L’ennemi, c’était la bande d’Apaches que nous avions formée avec les gamins du village. Il y avait là le Ruisseau-Fuyant, Sabot-d’Antilope, Fil-de-Serpette, et combien d’autres héros ! Comme femmes, Églantine-des-Bois et Douce-Lumière.

Le grand chef des Apaches avait nom le Jaguar. Celui-là, vraiment, ma cousine Brise-du-Soir et moi, nous en avions peur, et les hommes le redoutaient. Dans les assauts que l’ennemi livrait aux Mohicans fortifiés sur la butte qui est au bout du parc, il arrivait que les Mohicans avaient le dessous, non qu’ils cédassent au nombre, mais tellement le Jaguar avait de fougue, d’audace, de ruse, d’invention, de coup d’œil.

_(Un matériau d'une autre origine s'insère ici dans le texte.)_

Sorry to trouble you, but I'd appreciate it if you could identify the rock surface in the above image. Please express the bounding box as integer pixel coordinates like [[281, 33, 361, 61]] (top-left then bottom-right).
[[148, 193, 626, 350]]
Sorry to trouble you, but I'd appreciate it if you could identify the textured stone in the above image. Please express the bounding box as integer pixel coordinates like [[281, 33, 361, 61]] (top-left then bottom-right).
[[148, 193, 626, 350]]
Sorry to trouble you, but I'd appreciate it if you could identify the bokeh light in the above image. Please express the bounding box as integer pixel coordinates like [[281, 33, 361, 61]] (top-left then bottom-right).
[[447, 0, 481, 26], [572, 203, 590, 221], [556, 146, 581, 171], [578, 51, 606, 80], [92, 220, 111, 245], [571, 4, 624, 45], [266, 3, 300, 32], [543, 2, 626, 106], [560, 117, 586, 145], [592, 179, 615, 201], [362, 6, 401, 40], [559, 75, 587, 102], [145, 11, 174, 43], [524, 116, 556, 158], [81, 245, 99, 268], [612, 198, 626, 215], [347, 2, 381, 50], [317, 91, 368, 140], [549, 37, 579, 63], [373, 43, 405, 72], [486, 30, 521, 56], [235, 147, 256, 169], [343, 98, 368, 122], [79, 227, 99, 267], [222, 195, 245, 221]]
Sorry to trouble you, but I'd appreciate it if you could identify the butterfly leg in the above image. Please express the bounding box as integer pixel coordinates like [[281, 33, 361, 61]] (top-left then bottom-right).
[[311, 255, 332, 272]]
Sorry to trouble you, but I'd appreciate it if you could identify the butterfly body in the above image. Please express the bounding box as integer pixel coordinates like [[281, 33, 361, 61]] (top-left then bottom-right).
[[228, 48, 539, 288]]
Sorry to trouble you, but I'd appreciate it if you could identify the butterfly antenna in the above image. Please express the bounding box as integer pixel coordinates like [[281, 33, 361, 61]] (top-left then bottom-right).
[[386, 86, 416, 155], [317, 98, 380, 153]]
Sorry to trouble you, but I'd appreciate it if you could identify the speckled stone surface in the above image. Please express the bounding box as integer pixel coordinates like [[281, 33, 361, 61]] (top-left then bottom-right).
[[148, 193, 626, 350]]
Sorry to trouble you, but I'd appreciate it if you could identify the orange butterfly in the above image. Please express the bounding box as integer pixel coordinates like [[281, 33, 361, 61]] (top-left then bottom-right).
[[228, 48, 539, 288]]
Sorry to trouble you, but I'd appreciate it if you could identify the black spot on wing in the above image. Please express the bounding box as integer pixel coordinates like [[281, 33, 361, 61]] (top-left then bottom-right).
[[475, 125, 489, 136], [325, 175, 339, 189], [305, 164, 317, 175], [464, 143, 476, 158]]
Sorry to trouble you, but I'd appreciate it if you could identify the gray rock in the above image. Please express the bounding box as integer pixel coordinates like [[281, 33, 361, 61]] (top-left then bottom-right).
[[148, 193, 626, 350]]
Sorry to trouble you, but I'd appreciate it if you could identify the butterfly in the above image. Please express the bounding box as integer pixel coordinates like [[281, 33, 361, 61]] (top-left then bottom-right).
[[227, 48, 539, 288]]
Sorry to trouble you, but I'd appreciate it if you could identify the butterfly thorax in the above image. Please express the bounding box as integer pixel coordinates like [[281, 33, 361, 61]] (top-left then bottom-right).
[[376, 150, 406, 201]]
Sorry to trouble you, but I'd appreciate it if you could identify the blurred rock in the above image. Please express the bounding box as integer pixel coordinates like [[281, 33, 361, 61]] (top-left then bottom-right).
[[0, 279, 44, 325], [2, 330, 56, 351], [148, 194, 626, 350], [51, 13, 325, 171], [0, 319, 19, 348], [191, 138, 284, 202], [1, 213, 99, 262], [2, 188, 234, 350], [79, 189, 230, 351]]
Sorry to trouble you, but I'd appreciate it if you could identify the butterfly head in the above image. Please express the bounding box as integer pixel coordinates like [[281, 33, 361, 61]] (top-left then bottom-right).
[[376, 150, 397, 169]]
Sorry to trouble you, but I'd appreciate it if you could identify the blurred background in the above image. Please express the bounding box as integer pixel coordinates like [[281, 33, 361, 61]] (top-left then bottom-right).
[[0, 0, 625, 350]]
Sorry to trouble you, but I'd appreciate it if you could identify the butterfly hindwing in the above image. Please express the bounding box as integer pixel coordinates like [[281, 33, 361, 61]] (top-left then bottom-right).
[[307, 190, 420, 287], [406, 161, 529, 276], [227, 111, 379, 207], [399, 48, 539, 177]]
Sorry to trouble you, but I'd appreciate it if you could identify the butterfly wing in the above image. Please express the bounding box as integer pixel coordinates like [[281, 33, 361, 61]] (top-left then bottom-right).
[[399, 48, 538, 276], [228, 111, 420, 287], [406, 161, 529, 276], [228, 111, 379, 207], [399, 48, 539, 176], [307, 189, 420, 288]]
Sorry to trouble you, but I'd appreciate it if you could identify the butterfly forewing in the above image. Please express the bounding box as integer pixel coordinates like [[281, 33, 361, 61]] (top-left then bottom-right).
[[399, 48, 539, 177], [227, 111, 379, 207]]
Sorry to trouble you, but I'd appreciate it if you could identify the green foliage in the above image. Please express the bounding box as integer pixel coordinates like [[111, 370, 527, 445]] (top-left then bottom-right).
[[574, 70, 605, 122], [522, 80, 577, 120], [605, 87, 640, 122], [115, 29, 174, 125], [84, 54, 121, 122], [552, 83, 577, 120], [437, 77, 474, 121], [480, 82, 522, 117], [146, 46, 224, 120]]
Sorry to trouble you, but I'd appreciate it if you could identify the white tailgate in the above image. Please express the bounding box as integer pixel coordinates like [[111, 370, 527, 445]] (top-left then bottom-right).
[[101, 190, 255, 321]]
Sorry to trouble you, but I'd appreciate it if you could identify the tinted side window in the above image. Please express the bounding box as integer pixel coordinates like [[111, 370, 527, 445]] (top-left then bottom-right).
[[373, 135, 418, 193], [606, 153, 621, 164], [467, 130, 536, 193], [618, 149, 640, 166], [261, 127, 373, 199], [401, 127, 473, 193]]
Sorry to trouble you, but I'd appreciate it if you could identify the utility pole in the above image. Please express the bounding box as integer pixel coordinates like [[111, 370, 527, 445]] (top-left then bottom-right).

Petit pâtre des environs, à figure plutôt placide, il n’était pas plus fort que mes compagnons, mais il les dominait par une énergie en quelque sorte fanatique. Entre ses mains le sabre de bois peint et la hache en carton recouvert de papier d’argent prenaient des flamboiements d’acier, En outre, le Jaguar avait de la rancune, des haines violentes, et un besoin farouche de se venger quand on l’avait offensé.

Or, nulle offense ne pouvait lui être plus sensible que celle qui fut faite à sa petite amie Douce-Lumière. Un matin, Douce-Lumière fut ravie par les Mohicans, attachée solidement sur le dos d’une énorme truie et lâchée à travers le village.

Le Jaguar jura que les représailles seraient terribles. « Œil pour œil, dent pour dent ! s’écria-t-il. Que les Mohicans gardent bien leurs femmes ! »

La menace épouvanta Brise-du-Soir et Frisson-de-Lune, c’est-à-dire ma cousine et moi.